Ese sufrimiento del Crucificado y de los crucificados o nos hunde, nos paraliza y nos instala en la desolación, o nos abre a otro modo de percibir, sentir y vivir al Compasivo. Qué bien lo dice el poeta hebreo Pinjas Sadé: “Caminé, y en el camino encontré el dolor. Pero no huí de él, porque el sufrimiento es el núcleo de Dios en el mundo”. Creo sinceramente que un Dios que no sufre es un Dios que no ama. Jesús no baja de la Cruz, como ante ella le piden que lo haga aquellos que tienen a dios como garante de sus propios intereses. Jesús no bajará porque el sufrimiento del mundo en el que se ha implicado no es una broma pesada y cruel. Jesús no es una apariencia humana que haya venido a jugar con el dolor de las criaturas, siempre nos está amenazando el docetismo que no se toma en serio la humanidad de Jesús, y por lo tanto no se toma en serio la humanidad y sus heridas. Este Jesús que se ha expresado hasta el final de su vida como el que está arraigado desde siempre en las entrañas del Compasivo, “en el seno, el regazo, del Padre”, no baja de la Cruz porque el dolor del mundo está en las entrañas de Dios, aquí es cuando la palabra Dios “a secas” como muy bien dice Gesché se nos queda corta y vacía para expresar que Dios es un ámbito de Compasión, entrar en el ámbito de la Trinidad Santa es entrar en un ámbito en el que hay que desbloquear las parálisis emocionales para creativamente hablar de Dios de un modo nuevo, modo que, por otra parte, es tan viejo como vieja es la comunidad que convocó el Espíritu del Viviente que es el Crucificado.

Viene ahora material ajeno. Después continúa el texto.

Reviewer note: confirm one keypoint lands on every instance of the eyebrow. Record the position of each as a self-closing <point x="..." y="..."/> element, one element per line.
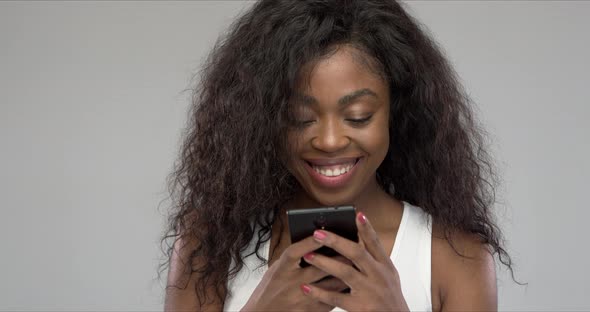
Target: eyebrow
<point x="343" y="101"/>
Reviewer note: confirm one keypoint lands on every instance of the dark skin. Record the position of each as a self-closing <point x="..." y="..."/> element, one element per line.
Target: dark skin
<point x="343" y="112"/>
<point x="329" y="128"/>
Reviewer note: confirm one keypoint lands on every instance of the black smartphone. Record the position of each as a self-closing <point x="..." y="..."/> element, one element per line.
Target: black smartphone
<point x="339" y="220"/>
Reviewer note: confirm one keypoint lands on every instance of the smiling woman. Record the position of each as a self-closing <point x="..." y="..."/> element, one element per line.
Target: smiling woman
<point x="327" y="103"/>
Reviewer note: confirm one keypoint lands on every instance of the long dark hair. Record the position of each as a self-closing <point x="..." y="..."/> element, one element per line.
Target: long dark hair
<point x="230" y="180"/>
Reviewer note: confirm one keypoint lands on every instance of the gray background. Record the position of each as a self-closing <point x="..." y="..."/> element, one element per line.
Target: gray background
<point x="92" y="106"/>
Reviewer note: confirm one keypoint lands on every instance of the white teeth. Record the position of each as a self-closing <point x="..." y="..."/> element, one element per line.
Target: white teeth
<point x="333" y="172"/>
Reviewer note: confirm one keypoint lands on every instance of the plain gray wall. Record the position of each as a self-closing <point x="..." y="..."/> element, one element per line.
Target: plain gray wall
<point x="92" y="107"/>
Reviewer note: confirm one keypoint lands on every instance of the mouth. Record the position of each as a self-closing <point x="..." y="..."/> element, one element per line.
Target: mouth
<point x="332" y="173"/>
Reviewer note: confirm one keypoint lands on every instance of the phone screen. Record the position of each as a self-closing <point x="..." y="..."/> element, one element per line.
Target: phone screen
<point x="339" y="220"/>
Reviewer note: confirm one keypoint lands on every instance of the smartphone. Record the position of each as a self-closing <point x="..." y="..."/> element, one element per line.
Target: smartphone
<point x="339" y="220"/>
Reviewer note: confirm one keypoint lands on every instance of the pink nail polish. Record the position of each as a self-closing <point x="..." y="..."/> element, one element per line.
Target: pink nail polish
<point x="306" y="289"/>
<point x="319" y="235"/>
<point x="362" y="218"/>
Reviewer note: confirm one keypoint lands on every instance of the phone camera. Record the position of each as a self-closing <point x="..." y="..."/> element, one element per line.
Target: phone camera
<point x="320" y="221"/>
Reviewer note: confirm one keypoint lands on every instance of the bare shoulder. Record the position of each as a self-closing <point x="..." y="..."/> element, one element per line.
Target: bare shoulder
<point x="463" y="274"/>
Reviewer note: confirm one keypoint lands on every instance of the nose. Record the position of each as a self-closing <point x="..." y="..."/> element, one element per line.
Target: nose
<point x="330" y="137"/>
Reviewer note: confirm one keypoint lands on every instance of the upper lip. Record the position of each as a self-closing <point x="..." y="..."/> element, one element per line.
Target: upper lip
<point x="330" y="161"/>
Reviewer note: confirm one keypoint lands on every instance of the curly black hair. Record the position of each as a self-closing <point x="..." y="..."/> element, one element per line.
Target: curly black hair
<point x="230" y="180"/>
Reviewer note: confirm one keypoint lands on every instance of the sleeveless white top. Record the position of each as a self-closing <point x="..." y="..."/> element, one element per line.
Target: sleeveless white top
<point x="411" y="256"/>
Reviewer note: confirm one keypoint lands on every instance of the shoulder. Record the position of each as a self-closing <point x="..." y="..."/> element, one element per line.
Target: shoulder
<point x="463" y="272"/>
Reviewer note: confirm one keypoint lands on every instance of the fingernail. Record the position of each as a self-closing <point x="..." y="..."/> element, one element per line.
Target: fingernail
<point x="306" y="289"/>
<point x="319" y="235"/>
<point x="362" y="218"/>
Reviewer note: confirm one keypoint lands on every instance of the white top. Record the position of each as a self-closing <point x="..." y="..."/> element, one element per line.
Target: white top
<point x="411" y="256"/>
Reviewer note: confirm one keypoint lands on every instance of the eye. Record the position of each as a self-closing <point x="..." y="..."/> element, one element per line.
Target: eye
<point x="303" y="123"/>
<point x="360" y="121"/>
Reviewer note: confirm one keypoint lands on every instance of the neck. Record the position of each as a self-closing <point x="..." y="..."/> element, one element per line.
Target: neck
<point x="373" y="201"/>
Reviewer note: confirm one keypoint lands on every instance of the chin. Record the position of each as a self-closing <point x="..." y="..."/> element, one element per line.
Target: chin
<point x="330" y="200"/>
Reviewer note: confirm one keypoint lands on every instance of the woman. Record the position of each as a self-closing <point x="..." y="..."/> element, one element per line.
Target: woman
<point x="324" y="103"/>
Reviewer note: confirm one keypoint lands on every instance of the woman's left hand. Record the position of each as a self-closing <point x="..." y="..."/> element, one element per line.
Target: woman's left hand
<point x="374" y="285"/>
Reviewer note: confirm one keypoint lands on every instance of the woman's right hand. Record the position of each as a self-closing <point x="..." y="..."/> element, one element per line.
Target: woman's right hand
<point x="280" y="287"/>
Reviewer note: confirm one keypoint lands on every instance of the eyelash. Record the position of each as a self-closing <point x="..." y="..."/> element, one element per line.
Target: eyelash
<point x="360" y="120"/>
<point x="357" y="122"/>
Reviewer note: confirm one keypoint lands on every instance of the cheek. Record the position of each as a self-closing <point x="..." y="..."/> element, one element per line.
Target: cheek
<point x="293" y="149"/>
<point x="375" y="140"/>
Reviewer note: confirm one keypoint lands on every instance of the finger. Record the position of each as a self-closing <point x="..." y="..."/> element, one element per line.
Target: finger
<point x="312" y="274"/>
<point x="292" y="254"/>
<point x="347" y="248"/>
<point x="348" y="274"/>
<point x="331" y="284"/>
<point x="331" y="298"/>
<point x="370" y="239"/>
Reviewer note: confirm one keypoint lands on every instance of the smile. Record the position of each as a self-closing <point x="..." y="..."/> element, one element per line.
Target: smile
<point x="332" y="173"/>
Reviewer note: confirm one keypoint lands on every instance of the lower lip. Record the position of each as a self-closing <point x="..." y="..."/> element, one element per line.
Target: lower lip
<point x="332" y="182"/>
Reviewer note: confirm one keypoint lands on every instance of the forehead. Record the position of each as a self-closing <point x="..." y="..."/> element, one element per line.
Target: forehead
<point x="344" y="70"/>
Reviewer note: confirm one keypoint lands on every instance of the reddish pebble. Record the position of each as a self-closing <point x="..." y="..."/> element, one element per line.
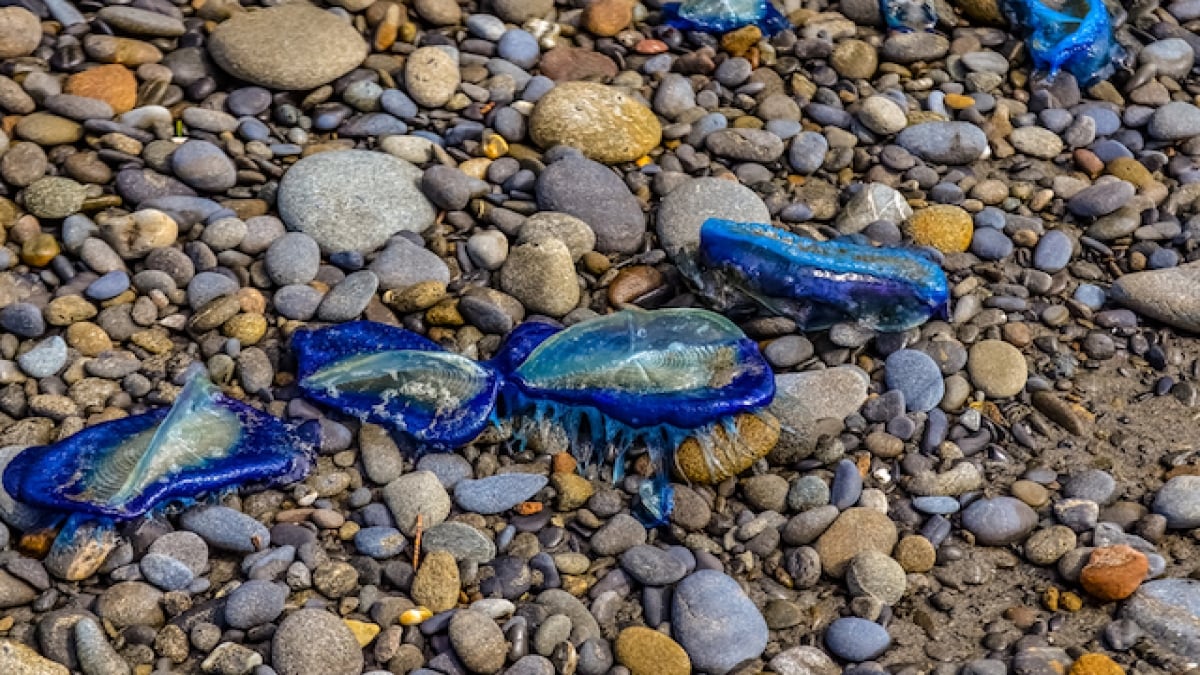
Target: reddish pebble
<point x="1114" y="573"/>
<point x="651" y="47"/>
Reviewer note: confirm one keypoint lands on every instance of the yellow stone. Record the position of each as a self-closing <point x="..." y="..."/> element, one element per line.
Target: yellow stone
<point x="246" y="328"/>
<point x="945" y="227"/>
<point x="959" y="101"/>
<point x="40" y="250"/>
<point x="601" y="121"/>
<point x="645" y="651"/>
<point x="364" y="632"/>
<point x="1128" y="168"/>
<point x="739" y="41"/>
<point x="89" y="339"/>
<point x="1096" y="664"/>
<point x="414" y="616"/>
<point x="757" y="434"/>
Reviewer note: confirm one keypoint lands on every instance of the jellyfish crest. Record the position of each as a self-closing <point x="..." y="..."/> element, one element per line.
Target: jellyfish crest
<point x="431" y="399"/>
<point x="677" y="366"/>
<point x="723" y="16"/>
<point x="820" y="282"/>
<point x="1078" y="39"/>
<point x="125" y="467"/>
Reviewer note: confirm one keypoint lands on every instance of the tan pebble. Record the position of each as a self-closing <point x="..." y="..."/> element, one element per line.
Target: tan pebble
<point x="40" y="250"/>
<point x="757" y="434"/>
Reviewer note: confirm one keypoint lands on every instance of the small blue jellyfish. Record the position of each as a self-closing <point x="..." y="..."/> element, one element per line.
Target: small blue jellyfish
<point x="636" y="378"/>
<point x="1078" y="39"/>
<point x="723" y="16"/>
<point x="909" y="16"/>
<point x="429" y="398"/>
<point x="120" y="470"/>
<point x="817" y="284"/>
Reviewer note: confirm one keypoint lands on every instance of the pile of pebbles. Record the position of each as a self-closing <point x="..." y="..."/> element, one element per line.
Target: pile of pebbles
<point x="1015" y="489"/>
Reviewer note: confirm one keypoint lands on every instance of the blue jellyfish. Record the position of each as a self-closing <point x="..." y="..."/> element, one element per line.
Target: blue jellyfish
<point x="816" y="284"/>
<point x="636" y="378"/>
<point x="1078" y="39"/>
<point x="203" y="443"/>
<point x="429" y="398"/>
<point x="723" y="16"/>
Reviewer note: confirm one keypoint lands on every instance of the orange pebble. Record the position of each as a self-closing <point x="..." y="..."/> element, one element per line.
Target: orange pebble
<point x="528" y="508"/>
<point x="1114" y="573"/>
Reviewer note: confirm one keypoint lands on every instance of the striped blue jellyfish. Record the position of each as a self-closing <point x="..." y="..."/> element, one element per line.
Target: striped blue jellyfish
<point x="202" y="446"/>
<point x="1077" y="39"/>
<point x="723" y="16"/>
<point x="203" y="443"/>
<point x="816" y="284"/>
<point x="636" y="378"/>
<point x="429" y="398"/>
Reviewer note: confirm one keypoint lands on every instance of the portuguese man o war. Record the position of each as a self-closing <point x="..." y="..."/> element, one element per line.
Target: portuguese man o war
<point x="204" y="443"/>
<point x="1077" y="39"/>
<point x="817" y="284"/>
<point x="431" y="399"/>
<point x="723" y="16"/>
<point x="633" y="378"/>
<point x="640" y="378"/>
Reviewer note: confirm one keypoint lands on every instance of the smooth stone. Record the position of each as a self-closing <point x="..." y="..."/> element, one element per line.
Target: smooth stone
<point x="715" y="622"/>
<point x="261" y="47"/>
<point x="684" y="210"/>
<point x="1164" y="294"/>
<point x="999" y="521"/>
<point x="917" y="376"/>
<point x="945" y="142"/>
<point x="1179" y="501"/>
<point x="313" y="640"/>
<point x="595" y="195"/>
<point x="497" y="494"/>
<point x="857" y="639"/>
<point x="353" y="199"/>
<point x="1169" y="611"/>
<point x="601" y="121"/>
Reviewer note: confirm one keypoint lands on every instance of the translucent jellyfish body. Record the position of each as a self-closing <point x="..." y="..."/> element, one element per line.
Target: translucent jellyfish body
<point x="431" y="399"/>
<point x="723" y="16"/>
<point x="120" y="470"/>
<point x="909" y="16"/>
<point x="639" y="378"/>
<point x="817" y="284"/>
<point x="1077" y="39"/>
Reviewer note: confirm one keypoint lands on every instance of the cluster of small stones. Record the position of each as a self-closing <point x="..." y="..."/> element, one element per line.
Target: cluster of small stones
<point x="1015" y="489"/>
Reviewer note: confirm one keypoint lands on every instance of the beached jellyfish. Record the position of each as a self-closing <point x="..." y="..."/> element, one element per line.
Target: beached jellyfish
<point x="119" y="470"/>
<point x="909" y="16"/>
<point x="1077" y="39"/>
<point x="723" y="16"/>
<point x="639" y="378"/>
<point x="816" y="284"/>
<point x="429" y="398"/>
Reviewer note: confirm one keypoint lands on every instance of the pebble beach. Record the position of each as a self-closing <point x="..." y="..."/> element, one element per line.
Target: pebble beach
<point x="1014" y="489"/>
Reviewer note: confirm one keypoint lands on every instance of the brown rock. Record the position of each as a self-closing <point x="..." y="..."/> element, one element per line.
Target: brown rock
<point x="570" y="64"/>
<point x="646" y="651"/>
<point x="856" y="530"/>
<point x="113" y="84"/>
<point x="1114" y="573"/>
<point x="607" y="17"/>
<point x="437" y="583"/>
<point x="757" y="434"/>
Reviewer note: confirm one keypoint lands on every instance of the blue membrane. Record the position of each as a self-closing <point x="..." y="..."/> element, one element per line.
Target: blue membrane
<point x="431" y="399"/>
<point x="910" y="16"/>
<point x="817" y="284"/>
<point x="723" y="16"/>
<point x="205" y="442"/>
<point x="1078" y="39"/>
<point x="636" y="378"/>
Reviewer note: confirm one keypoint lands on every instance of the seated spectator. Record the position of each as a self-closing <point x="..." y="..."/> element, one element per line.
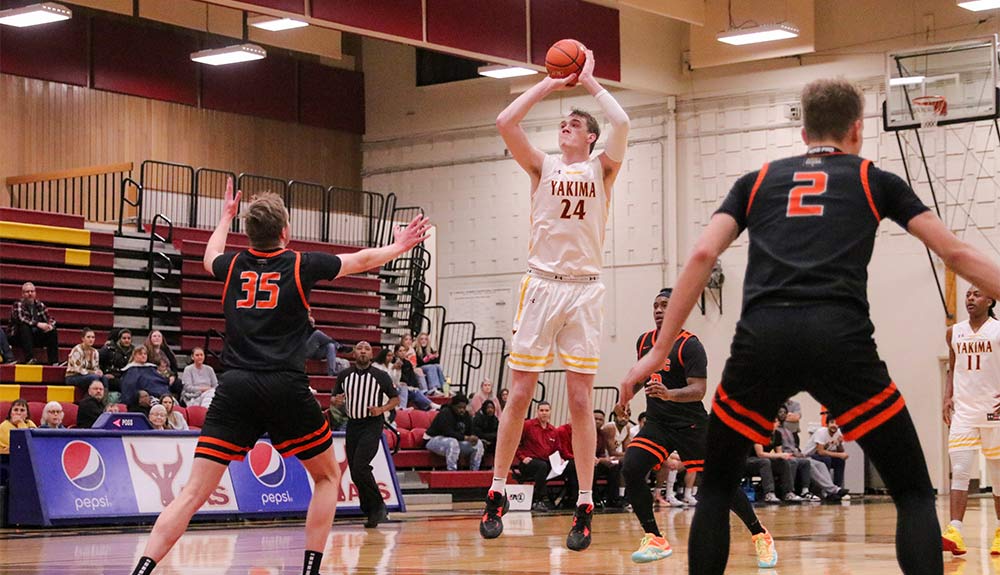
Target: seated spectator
<point x="17" y="418"/>
<point x="84" y="364"/>
<point x="819" y="475"/>
<point x="158" y="418"/>
<point x="539" y="440"/>
<point x="92" y="406"/>
<point x="115" y="355"/>
<point x="175" y="419"/>
<point x="141" y="376"/>
<point x="52" y="415"/>
<point x="322" y="346"/>
<point x="31" y="324"/>
<point x="485" y="425"/>
<point x="158" y="349"/>
<point x="430" y="362"/>
<point x="827" y="446"/>
<point x="199" y="381"/>
<point x="450" y="435"/>
<point x="484" y="394"/>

Queremos ser tan políticamente correctos que tenemos pavor a ser tenidos por “locos y necios”, queremos ser reconocidos y relevantes cuando la verdad es que seguimos a un Impertinente (Ch. Duquoc). Intentar decir al Dios Vivo que se revela en todo lo acontecido en Jesús de Nazaret, siempre será un hablar impertinente para la lógica del mundo y de los dioses, pero es el único modo de asumir nuestra propia humanidad, vulnerable y débil, y la compasión para con las criaturas humilladas y abatidas. Estamos perdiendo la capacidad de hablar apasionadamente del Compasivo, nos estamos bloqueando emocionalmente, por nuestro pavor a incluir el sufrimiento en el Amor, en muchos contextos cristianos nos estamos paralizando en el hablar del Viviente que es el Crucificado porque el acceso a Jesús no me lo pueden marcar las cátedras de exégesis, necesarias y productoras de una investigación fascinante de la que hay que estar al tanto, sino los sufrientes de este mundo y la fe de la Iglesia, la confianza de la innumerable nube de testigos que han encontrado sentido y fortaleza en todo lo acontecido en Cristo Jesús. No podemos instalarnos en el sufrimiento, pero no lo podemos rehuir: está ahí.